Le procedure in corso
Rimangono, comunque, aperti i dubbi circa l'applicazione della modifica legislativa alle procedure in corso. Vale ricordare che la recente sentenza 5685 del 20 marzo 2015 delle Sezioni Unite della Cassazione, seppur con riferimento al diverso privilegio di cui al numero 5 del medesimo articolo qui in commento, ha espresso il principio generale secondo cui ogni modifica o nuova disciplina che interessa il regime dei privilegi non possa avere efficacia retroattiva, secondo il disposto dell'art. 11 delle preleggi, fatta salva l'esistenza di una disciplina transitoria o attuativa difforme. Ne deriva che nell'ambito delle procedure fallimentari la predetta norma non potrebbe trovare applicazione in tutti quei casi in cui lo stato passivo esecutivo sia già divenuto definitivo, in ossequio al principio di tutela dell'affidamento legittimamente sorto nei soggetti terzi richiamato da ultimo, in materia proprio di privilegi, dalla Corte costituzionale 170 del 4 luglio 2013.

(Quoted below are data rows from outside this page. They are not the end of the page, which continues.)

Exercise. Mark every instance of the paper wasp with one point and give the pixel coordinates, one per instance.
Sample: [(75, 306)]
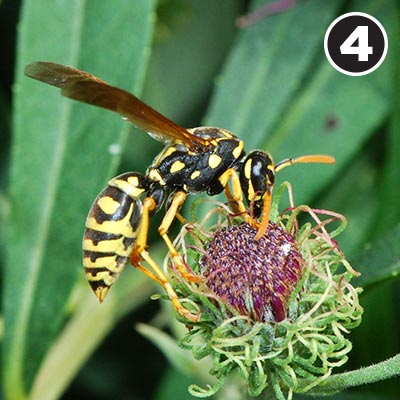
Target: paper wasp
[(203, 159)]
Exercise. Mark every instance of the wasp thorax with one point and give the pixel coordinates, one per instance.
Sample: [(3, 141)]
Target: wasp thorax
[(256, 277)]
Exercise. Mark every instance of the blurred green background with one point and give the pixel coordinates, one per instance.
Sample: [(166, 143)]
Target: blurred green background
[(270, 84)]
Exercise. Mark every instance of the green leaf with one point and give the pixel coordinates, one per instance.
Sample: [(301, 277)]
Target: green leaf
[(380, 260), (278, 92), (384, 370), (60, 161)]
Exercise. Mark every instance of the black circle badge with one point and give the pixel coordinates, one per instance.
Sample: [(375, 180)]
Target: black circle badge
[(356, 43)]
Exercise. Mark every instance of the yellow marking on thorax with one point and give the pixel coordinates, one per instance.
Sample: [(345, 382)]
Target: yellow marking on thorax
[(194, 175), (164, 154), (129, 187), (108, 205), (237, 151), (176, 166), (247, 170), (155, 176), (214, 160)]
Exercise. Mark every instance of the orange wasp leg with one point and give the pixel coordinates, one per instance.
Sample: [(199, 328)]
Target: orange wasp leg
[(140, 254)]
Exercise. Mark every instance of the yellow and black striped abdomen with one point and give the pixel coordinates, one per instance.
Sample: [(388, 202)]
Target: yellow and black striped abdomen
[(111, 230)]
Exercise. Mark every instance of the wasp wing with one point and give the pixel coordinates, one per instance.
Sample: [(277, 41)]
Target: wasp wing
[(82, 86)]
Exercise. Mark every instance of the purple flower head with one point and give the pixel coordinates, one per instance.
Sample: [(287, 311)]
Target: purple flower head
[(256, 277)]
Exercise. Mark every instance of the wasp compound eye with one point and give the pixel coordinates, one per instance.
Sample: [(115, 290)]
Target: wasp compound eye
[(256, 277)]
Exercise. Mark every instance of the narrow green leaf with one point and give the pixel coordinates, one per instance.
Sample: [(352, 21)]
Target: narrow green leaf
[(384, 370), (60, 159), (380, 260), (266, 67), (84, 331)]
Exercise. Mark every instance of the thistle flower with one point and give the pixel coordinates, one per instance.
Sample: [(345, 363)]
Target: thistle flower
[(278, 309)]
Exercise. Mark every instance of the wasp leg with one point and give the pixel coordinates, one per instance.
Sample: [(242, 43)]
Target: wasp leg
[(139, 254), (265, 215), (172, 213), (164, 282)]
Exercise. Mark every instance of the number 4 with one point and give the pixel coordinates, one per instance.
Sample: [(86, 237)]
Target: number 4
[(362, 48)]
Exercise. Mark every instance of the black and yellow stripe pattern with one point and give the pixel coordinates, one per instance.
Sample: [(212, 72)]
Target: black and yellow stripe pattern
[(111, 230)]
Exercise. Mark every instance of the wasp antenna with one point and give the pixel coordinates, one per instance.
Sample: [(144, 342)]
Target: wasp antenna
[(314, 158)]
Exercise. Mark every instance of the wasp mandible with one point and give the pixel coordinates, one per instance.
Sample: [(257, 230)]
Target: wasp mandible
[(203, 159)]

Diverso, invece, il discorso nell'ambito del concordato preventivo in cui manca una vera e propria fase di accertamento dello stato passivo. Il momento limite per l’applicazione della nuova norma nelle procedure concordatarie in corso potrebbe, dunque, individuarsi alternativamente nel termine previsto dall’articolo 172 del legge fallimentare, il quale prevede la possibile modifica delle proposte concordatarie fino a quindici giorni prima dell’adunanza dei creditori ovvero nel termine più lungo individuabile nel momento del voto del piano concordatario, in quanto è in tale occasione che vi è una prima partecipazione attiva del creditore alla procedura. Oltre tale momento sembra difficile potersi ammettere una applicazione utile della nuova norma in quanto il vantare un privilegio fino a quel momento non tenuto in considerazione avrebbe il serio rischio di mettere in discussione il buon esito della procedura basato sugli accordi fino a quel momento raggiunti.